There are a total of six such TAM mutations and the more mutations present, the higher the level of AZT resistance. We now know that these mutations also cause d4T resistance, and can impact the activity of abacavir and tenofovir (see below). In an intent-to-treat (ITT) analysis (this means using all patients enrolled in the study, whether they completed the study or not, in the final data analysis; this is thought to be a more rigorous way to analyze data than just using the data from patients who complete a study), it was found that patients were more likely to respond (a viral load of less than 400/ml) to the abacavir-containing regimen if they had no TAMs. Even if they had up to three TAMs, they still responded with at least a one log/ml (ten-fold) decline in viral load. At least four TAMs at baseline were necessary in order to see a lack of response to abacavir. This was also correlated with the virtual phenotype, in which more than three mutations were required to see a three- to four-fold decrease in susceptibility to abacavir. Additional predictors of response to abacavir in this study were: being of younger age, being male, having a higher CD4+ count and a fewer number of TAMs. It was unclear why being female would account for poorer responses to abacavir.

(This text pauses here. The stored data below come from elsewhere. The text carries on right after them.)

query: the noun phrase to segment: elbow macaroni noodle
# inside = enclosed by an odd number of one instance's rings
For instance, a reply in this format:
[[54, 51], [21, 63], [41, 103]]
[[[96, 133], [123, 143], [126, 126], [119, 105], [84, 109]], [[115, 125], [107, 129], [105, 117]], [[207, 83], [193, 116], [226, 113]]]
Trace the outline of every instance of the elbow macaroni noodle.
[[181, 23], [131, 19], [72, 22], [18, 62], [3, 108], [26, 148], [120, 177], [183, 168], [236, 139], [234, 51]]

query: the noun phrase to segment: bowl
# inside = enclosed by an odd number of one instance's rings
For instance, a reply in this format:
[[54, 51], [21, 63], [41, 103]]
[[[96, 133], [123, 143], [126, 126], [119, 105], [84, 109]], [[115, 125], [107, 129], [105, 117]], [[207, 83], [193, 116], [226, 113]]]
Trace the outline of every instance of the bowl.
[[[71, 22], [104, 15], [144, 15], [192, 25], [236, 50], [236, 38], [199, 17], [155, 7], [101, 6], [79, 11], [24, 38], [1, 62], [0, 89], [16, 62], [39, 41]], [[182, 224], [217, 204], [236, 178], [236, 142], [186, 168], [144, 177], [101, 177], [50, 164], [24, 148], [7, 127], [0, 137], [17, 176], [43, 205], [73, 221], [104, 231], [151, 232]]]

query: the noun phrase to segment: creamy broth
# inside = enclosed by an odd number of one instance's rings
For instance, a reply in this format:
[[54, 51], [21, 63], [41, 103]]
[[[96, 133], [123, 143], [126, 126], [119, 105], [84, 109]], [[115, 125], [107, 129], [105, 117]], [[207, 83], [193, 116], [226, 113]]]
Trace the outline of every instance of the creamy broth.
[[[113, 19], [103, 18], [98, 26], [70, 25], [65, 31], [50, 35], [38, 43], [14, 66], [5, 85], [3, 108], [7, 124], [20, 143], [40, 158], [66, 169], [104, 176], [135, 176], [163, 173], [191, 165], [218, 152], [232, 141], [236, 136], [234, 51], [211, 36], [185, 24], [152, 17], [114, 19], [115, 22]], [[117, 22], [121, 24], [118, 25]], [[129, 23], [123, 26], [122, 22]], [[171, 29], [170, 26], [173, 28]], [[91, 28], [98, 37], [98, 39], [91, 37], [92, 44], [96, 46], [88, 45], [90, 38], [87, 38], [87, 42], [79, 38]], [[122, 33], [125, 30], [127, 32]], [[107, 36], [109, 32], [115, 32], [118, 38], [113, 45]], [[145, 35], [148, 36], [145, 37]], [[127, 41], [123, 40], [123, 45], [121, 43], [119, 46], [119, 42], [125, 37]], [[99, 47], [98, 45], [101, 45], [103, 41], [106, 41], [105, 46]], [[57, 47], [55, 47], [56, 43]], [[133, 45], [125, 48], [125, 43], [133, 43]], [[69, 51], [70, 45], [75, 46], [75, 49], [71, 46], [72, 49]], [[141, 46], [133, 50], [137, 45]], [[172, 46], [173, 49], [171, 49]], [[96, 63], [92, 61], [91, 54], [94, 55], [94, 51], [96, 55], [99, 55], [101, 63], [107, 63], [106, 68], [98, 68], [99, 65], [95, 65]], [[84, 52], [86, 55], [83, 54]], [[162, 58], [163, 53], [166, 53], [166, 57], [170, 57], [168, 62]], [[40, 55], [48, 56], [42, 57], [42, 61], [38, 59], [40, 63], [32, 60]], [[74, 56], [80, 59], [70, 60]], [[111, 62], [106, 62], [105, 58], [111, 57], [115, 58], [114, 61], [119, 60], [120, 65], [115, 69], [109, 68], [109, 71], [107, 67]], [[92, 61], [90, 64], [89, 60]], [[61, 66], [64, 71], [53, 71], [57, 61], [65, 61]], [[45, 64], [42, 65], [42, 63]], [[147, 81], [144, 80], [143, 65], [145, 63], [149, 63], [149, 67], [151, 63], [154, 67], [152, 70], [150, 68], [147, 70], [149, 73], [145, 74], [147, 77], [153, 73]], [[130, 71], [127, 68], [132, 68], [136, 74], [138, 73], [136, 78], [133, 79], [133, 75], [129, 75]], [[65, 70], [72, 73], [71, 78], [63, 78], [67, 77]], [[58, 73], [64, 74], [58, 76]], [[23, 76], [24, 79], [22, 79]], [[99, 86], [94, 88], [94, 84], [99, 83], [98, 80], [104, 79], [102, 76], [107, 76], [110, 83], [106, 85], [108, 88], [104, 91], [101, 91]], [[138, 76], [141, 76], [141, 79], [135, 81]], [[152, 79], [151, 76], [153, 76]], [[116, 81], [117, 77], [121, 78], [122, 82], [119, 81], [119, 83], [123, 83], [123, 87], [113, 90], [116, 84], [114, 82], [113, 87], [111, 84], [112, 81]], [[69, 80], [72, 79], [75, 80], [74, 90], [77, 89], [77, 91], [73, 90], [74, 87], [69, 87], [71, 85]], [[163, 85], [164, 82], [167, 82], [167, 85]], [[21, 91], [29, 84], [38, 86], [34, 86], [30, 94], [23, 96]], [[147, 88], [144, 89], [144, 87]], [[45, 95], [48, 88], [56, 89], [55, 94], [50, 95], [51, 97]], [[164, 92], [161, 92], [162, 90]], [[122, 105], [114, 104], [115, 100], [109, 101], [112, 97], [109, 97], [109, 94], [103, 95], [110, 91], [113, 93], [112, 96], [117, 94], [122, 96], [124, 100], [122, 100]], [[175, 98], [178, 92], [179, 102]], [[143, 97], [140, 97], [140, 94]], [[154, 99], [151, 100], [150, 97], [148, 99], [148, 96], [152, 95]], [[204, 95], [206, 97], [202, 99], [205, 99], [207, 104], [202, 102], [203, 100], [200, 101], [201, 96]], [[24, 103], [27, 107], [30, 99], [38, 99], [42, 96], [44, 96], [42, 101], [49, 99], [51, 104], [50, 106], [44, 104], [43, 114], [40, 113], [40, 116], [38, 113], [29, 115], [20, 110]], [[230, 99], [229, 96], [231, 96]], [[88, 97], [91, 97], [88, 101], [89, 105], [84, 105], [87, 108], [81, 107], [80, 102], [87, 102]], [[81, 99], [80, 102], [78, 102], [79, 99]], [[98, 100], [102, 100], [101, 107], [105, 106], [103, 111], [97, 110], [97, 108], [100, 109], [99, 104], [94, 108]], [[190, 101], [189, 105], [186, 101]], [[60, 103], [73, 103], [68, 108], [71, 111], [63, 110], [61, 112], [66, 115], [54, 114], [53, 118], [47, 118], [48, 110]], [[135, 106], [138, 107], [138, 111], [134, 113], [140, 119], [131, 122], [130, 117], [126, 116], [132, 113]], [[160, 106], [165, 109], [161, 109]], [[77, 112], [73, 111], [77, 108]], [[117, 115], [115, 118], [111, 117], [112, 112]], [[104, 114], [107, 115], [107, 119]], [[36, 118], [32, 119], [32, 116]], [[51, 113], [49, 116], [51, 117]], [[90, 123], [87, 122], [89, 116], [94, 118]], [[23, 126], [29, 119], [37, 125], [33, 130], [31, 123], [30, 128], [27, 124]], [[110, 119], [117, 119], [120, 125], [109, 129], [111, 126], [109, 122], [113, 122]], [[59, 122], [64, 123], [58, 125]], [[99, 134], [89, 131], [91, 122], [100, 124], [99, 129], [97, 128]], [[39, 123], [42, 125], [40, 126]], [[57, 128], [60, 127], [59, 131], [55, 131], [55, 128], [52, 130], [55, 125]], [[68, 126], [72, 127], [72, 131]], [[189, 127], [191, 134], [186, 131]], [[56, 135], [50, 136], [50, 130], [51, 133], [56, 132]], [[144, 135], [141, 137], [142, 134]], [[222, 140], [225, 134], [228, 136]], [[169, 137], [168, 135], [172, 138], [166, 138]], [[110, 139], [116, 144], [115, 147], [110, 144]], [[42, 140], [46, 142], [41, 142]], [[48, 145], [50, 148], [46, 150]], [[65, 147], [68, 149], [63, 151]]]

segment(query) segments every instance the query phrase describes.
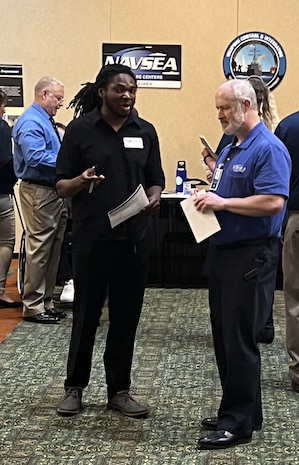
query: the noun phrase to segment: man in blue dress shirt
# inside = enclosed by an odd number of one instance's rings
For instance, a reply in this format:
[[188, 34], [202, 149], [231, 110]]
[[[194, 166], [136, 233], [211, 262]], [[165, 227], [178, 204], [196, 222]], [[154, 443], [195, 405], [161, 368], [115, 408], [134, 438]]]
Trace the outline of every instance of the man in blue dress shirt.
[[34, 323], [55, 324], [65, 316], [54, 308], [52, 298], [67, 219], [64, 200], [54, 186], [61, 141], [53, 117], [63, 100], [63, 84], [41, 78], [33, 104], [13, 128], [14, 169], [22, 180], [19, 193], [26, 231], [23, 319]]

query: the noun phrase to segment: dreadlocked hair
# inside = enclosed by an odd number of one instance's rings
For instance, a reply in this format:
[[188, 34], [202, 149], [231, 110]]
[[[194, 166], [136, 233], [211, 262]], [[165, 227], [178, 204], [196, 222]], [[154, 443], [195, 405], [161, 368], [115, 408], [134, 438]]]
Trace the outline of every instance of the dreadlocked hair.
[[136, 77], [129, 68], [120, 64], [105, 65], [101, 68], [95, 82], [86, 82], [75, 97], [70, 101], [67, 108], [74, 108], [74, 119], [85, 113], [89, 113], [96, 107], [101, 107], [102, 100], [98, 94], [100, 88], [106, 88], [113, 76], [117, 74], [129, 74], [137, 84]]

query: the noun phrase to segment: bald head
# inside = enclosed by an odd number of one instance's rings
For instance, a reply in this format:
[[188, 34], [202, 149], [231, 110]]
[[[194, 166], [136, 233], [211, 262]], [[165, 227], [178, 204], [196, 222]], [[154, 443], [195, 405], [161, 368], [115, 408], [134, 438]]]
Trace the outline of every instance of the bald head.
[[55, 86], [62, 86], [63, 87], [63, 83], [61, 81], [59, 81], [58, 79], [56, 79], [56, 78], [45, 76], [45, 77], [42, 77], [36, 83], [35, 88], [34, 88], [34, 93], [35, 93], [35, 95], [37, 95], [40, 92], [42, 92], [43, 90], [51, 89], [52, 87], [55, 87]]
[[244, 101], [249, 100], [251, 107], [257, 109], [256, 93], [249, 81], [243, 79], [230, 79], [218, 88], [218, 92], [224, 92], [230, 98]]
[[34, 102], [42, 106], [50, 116], [55, 116], [63, 106], [64, 85], [52, 77], [42, 77], [34, 88]]
[[255, 91], [247, 80], [232, 79], [222, 84], [215, 96], [223, 132], [243, 140], [259, 123]]

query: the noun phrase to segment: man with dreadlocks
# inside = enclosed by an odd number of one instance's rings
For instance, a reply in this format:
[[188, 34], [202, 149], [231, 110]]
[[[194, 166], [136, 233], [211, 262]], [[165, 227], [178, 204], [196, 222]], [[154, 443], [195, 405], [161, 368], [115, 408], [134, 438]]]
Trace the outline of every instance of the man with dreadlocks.
[[[155, 128], [132, 111], [136, 91], [129, 67], [104, 66], [96, 81], [87, 83], [71, 101], [75, 118], [58, 155], [57, 192], [72, 197], [75, 283], [65, 397], [57, 407], [64, 416], [82, 409], [107, 288], [107, 407], [135, 418], [148, 413], [130, 396], [130, 373], [147, 279], [148, 215], [159, 209], [165, 180]], [[112, 229], [108, 212], [139, 184], [148, 205]]]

This study highlights a few important points. First it confirms previous data that demonstrated patients would respond to abacavir, despite the presence of important TAM mutations. A certain number and specific type of mutation set are required to inactivate abacavir. Thus, practitioners need to know what the particular pattern of mutations seen on a genotype report mean in order to accurately determine or predict whether abacavir will or will not have activity in a patient's next regimen. In addition, these results add to emerging data, which are helping to define what the increase in drug concentration needs to be (FC, fold-change) in order for a phenotype or virtual phenotype resistance assay to call a virus resistant to a drug. In this study and in others, a three- to four-fold increase in abacavir concentration is required to inhibit an abacavir-resistant virus compared to a virus with no mutations. This information helps practitioners better interpret phenotype resistance results.